Abstract

A man aged 49 reported lethargy and back pain and was found to have multiple myeloma. The treatment began with radiotherapy to the spine and repeated courses of vincristine, doxorubicin and dexamethasone. Then, on reaching plateau phase, he underwent autologous stem-cell transplantation following high-dose melphalan. This led to complete remission of the myeloma. As a part of a clinical trial investigating thalidomide as maintenance therapy for multiple myeloma, he was randomized to receive this drug, initially at 50 mg/day. The dose was increased to 100 mg/day after two weeks and to 200 mg/day after eight weeks. Three months after starting thalidomide, he reported increasing lethargy, constipation and cold intolerance.
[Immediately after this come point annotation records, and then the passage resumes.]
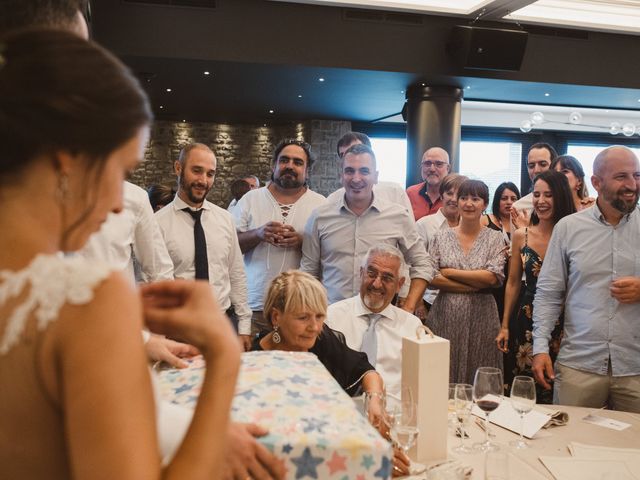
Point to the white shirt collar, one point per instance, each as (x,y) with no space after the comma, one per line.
(361,309)
(179,204)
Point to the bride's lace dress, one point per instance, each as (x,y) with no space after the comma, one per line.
(32,440)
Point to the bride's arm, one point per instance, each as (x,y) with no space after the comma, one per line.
(106,392)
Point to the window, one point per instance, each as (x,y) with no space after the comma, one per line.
(585,155)
(493,162)
(391,154)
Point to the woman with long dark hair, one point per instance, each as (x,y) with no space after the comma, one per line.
(500,220)
(571,168)
(552,201)
(77,398)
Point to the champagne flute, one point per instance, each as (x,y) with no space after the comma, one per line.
(374,410)
(487,391)
(404,430)
(523,398)
(463,406)
(451,405)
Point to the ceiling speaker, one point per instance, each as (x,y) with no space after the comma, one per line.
(487,48)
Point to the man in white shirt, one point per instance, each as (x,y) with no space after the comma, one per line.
(219,260)
(369,322)
(539,160)
(386,191)
(270,221)
(338,235)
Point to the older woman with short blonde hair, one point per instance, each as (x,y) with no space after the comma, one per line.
(296,307)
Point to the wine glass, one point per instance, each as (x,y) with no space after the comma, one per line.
(463,406)
(487,393)
(523,398)
(404,429)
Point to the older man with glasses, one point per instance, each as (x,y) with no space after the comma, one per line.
(425,197)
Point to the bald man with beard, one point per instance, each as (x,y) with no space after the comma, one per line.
(592,271)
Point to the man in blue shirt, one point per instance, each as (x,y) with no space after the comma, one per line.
(592,268)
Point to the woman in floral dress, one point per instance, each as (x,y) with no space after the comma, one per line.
(551,201)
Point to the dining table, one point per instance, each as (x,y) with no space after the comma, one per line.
(553,442)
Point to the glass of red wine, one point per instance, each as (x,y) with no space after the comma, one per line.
(487,393)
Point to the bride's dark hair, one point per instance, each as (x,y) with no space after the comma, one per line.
(59,92)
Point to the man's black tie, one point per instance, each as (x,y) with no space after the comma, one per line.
(201,260)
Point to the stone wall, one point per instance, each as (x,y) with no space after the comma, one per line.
(241,150)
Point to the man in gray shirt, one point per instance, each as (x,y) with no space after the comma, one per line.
(338,235)
(592,268)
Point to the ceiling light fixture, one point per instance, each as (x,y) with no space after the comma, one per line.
(537,119)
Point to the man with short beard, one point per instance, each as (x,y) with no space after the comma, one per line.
(380,280)
(592,269)
(196,169)
(269,221)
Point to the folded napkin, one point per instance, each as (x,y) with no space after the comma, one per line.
(571,468)
(557,418)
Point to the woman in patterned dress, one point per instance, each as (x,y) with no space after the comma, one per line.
(505,195)
(469,259)
(551,201)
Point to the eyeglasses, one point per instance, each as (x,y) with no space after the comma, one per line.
(430,164)
(384,277)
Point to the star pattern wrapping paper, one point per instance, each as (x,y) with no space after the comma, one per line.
(314,426)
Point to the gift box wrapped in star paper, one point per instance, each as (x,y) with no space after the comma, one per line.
(314,427)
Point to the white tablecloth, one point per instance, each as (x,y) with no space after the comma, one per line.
(549,442)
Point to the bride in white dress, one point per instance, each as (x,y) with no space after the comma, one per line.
(75,394)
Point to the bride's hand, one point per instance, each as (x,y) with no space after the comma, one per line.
(187,311)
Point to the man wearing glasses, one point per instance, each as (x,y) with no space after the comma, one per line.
(368,320)
(425,197)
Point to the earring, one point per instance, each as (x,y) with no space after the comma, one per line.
(63,187)
(275,336)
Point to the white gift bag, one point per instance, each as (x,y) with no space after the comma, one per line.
(425,369)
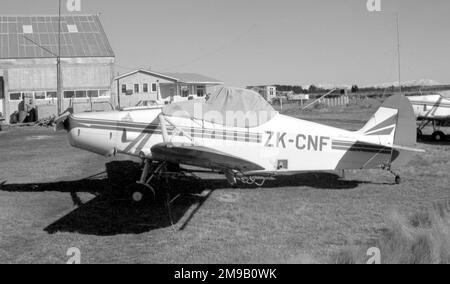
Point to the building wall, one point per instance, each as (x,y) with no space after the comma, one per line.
(140,79)
(165,91)
(37,78)
(2,110)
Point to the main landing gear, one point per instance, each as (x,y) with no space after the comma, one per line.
(154,177)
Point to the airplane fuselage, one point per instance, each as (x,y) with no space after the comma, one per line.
(282,144)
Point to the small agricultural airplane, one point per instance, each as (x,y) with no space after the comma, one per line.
(432,109)
(236,132)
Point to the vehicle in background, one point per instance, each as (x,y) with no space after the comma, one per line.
(433,115)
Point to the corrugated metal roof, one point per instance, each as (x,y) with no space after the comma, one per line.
(192,78)
(90,39)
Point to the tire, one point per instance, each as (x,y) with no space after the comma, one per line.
(438,136)
(140,193)
(419,134)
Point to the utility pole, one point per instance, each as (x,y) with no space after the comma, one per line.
(118,90)
(58,64)
(399,59)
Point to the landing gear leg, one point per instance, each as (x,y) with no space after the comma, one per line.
(154,174)
(398,179)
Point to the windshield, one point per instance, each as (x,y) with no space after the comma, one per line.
(227,106)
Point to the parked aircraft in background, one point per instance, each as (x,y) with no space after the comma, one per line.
(236,132)
(432,110)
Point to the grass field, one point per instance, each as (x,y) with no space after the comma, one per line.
(51,199)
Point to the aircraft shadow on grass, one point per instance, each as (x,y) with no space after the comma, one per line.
(112,212)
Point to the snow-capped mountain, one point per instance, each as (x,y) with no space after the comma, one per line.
(411,83)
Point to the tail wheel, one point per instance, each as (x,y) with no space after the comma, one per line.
(438,136)
(398,179)
(419,134)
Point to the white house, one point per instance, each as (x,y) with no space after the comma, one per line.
(145,85)
(268,92)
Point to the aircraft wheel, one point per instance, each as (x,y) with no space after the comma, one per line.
(140,193)
(398,179)
(438,136)
(419,134)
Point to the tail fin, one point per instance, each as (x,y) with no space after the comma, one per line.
(394,126)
He had slow-relaxing ankle jerks. There was no goitre. Thyroid function tests revealed gross biochemical hypothyroidism, with thyrotropin (TSH) 4100 mu/L (normal range 0.25–5.5) and free T4 (FT4) 1.8 pmol/L (9.7–25.7). Thyroid peroxidase (TPO) antibodies were present. Two days before starting thalidomide his thyroid function had been essentially normal (TSH 0.21 mu/L, FT4 23.4 pmol/L), and there was no family history of thyroid disease. After the diagnosis of hypothyroidism he was taken off thalidomide and started on thyroxine, with resolution of his symptoms. On thyroxine 125 mg daily he remained euthyroid and his multiple myeloma was still in remission eighteen months from diagnosis. The UK Committee on Safety of Medicines say that they received no other reports of thalidomide-induced hypothyroidism between 1966 and 2003.